Estradiol (E2) is a major hormone controlling women fertility, in particular folliculogenesis. This steroid, which is locally produced by granulosa cells (GC) within ovarian follicles, controls the development and selection of dominant preovulatory follicles. E2 effects rely on a complex set of nuclear and extra-nuclear signal transduction pathways principally triggered by its nuclear receptors, ER alpha and ER beta. These transcription factors are differentially expressed within follicles, with ER beta being the predominant ER in GC. Several ER beta splice isoforms have been identified and display specific structural features, which greatly complicates the nature of ER beta-mediated E2 signaling. This review aims at providing a concise overview of the main actions of E2 during follicular growth, maturation, and selection in human. It also describes the current understanding of the various roles of ER beta splice isoforms, especially their influence on cell fate. We finally discuss how E2 signaling deregulation could participate in two ovarian pathogeneses characterized by either a follicular arrest, as in polycystic ovary syndrome, or an excess of GC survival and proliferation, leading to granulosa cell tumors.

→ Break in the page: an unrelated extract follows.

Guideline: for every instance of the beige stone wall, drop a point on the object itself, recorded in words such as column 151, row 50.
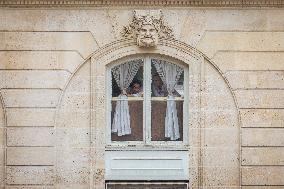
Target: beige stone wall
column 45, row 81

This review emphasizes the need for further research to better understand the molecular basis of E2 signaling throughout folliculogenesis and to improve the efficiency of ovarian-related disease therapies.

Automated summary

This review provides a comprehensive overview of the role of E2 in female folliculogenesis and the various effects of ERβ splice isoforms. It also discusses how deregulation of E2 signaling can lead to two ovarian pathologies and emphasizes the need for further research.